Je passe devant le groupe de 3 avec qui j’ai fini la montée, car ils font une petite pause
alimentation, mais ils me redoubleront à l’approche du ravitaillement d’Aulian, 2 km plus bas,
au km 110,7, à 1713 m d’altitude. J’y arrive à 5h46, 26 minutes d’avance sur mon
prévisionnel.
Aulian 108,6 km 5h46 24h41 125ème
464 coureurs
Je m’assois, les crevasses commencent à me faire mal, je vais devoir faire avec pour les 50
derniers km. Mais au moins, avec les 2 km de descente, le coup de barre semble être passé.

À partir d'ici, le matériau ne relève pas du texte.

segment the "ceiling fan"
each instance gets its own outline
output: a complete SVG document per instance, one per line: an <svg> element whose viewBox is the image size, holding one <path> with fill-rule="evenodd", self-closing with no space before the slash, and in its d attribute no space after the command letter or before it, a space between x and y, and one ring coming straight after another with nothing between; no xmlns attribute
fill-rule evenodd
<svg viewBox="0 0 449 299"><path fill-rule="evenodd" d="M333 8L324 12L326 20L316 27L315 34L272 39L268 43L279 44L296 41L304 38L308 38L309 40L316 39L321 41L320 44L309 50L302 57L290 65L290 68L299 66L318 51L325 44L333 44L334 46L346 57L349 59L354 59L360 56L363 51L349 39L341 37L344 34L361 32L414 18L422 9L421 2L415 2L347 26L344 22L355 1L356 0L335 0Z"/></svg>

L’ambiance est feutrée, nous sommes seulement 4-5 concurrents. Un couple de suiveurs, la
cinquantaine, est assis sur 2 chaises, la femme dormant sur l’épaule du mari, et le mari les
yeux ouverts mais complètement éteints. Je ne sais pas si ce sont des suiveurs d’un
concurrent, mais ils font peine à voir, ils sont littéralement exténués ! Je repars au bout de 10-
15 minutes, pour me rendre compte que j’ai encore oublié de remplir ma poche à eau.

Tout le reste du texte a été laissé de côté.